Bediüzzaman Hazretleri talebelerine yazdığı bir Berâat Kandili tebrikinde bu gecenin değeri ve değerlendirilmesi ile alâkalı şöyle demektedir: “Elli senelik ibadetle dolu bir ömrü inananlara kazandıran Beraat gecenizi ruh u canımızla tebrik ederiz.” “Beraat Gecesi, bütün senenin kutsî bir çekirdeği ve insanlığın kaderinin programı olması açısından, Kadir gecesi gibi mukaddestir. Kadir gecesinde her bir amelin, okunan Kur’an’ın her bir harfinin sevabı otuz bin olduğu gibi, Beraat gecesinde de yirmi bine kadar çıkar… Bu geceler, elli senelik bir ibadet hükmüne geçebilir. Onun için elden geldiği kadar Kur’ân’la, istiğfar ve salavatla meşgul olmak büyük bir kârdır.
Kandilinizi tebrik eder, bu gece vesilesiyle Alem-i İslam’a hayır, huzur, dirlik, düzen, İslam’ı yaşama heyecanı, dua aşkı, ibadet tutkusu, çalışma şevki ve bereket vermesini Rahmeti Sonsuz Rabbimizden dileriz.
Bediüzzaman Hazretleri üç ayları nasıl değerlendiriyordu?

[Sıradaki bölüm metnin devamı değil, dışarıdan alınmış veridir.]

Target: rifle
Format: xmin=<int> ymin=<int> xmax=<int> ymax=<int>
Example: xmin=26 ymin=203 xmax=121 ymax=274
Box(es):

Bütün bir hayatını ibadet ve taat üzere geçiren Bediüzzaman Said Nursi Hazretleri, talebelerine de aynı şekilde davranmayı tavsiye eder, özellikle üç aylarda hassaten de Ramazan’da ibadet ve duasını artırırdı. Kendileri, konu ile ilgili bir değerlendirme yaparken şu ifadeleri kullanıyor: “Duaları, evradları (devamlı okunan dualar, zikirler) mübarek gecelerde, özellikle, Regâib Gecesi ve Miraç Gecesi ve Berat Gecesi, Kadir Gecesi ve Cuma geceleri gibi vakitlerde okuyoruz.” Bu aylarda coşkun rahmetin müminlerin önlerine ne paha biçilmez hazineler koyduğuna dikkat çeken Bediüzzaman Hazretleri bu konuda da şunları söylüyor: “… Beş günden sonra çok mübarek ve çok sevaplı ibadet ayları olan üç aylar gelecekler. Her hasenenin (iyiliğin) sevabı başka vakitte on ise, Recep ayında yüzden geçer, muazzam Şâban ayında üç yüzden daha fazla ve mübarek Ramazan’da bine çıkar ve Cuma gecelerinde binlere ve Kadir Gecesinde otuz bine çıkar.” (On Dördüncü Şua’dan)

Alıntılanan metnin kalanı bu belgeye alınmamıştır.